Sonicating liquid mercury-alkanethiol mixtures leads to large, high-quality crystals of electronics chemicals

by Elizabeth K. Wilson
October 4, 2010 | APPEARED IN VOLUME 88, ISSUE 40

Credit: J. Am. Chem. Soc.
Large crystals of mercury dodecylthiolate form during sonication.
Credit: J. Am. Chem. Soc.
Large crystals of mercury dodecylthiolate form during sonication.
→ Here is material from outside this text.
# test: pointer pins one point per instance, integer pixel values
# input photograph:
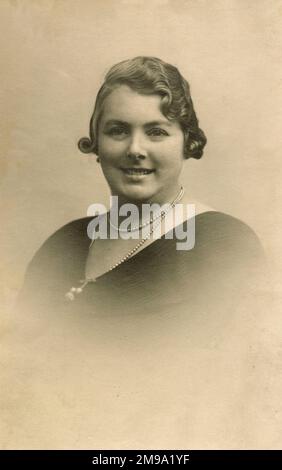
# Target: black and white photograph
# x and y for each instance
(140, 238)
An international research team has devised a synthetic strategy that employs ultrasound to produce large, high-quality single crystals of mercury thiolate (HgSR2), where R = alkane (J. Am. Chem. Soc., DOI: 10.1021/ja1056449). Mercury thiolates not only have uses in organic electronics, but they are also an interesting chemical illustration of the strong attraction between mercury and sulfur-bearing thiols. Methods typically used to make mercury thiolates involve the reaction of mercury salts with thiolates or disulfides, and they are slow and produce small crystals. Now, Joanna Aizenberg of Harvard University, Boaz Pokroy of Technion—Israel Institute of Technology, and colleagues report combining liquid mercury and alkanethiols and exposing the mixture to medium-intensity ultrasound. Within five to 10 seconds, the sonication treatment leads to mercury thiolate crystals that are two orders of magnitude larger than crystals formed by other methods. The researchers posit that sonication is crucial because the energy transmitted to the solution can induce “shedding” of Hg(SH)2 layers and then facilitate the layers’ self-assembly into large crystallites. Indeed, the group was unable to produce the crystals by vigorously stirring the same mixture for more than three hours.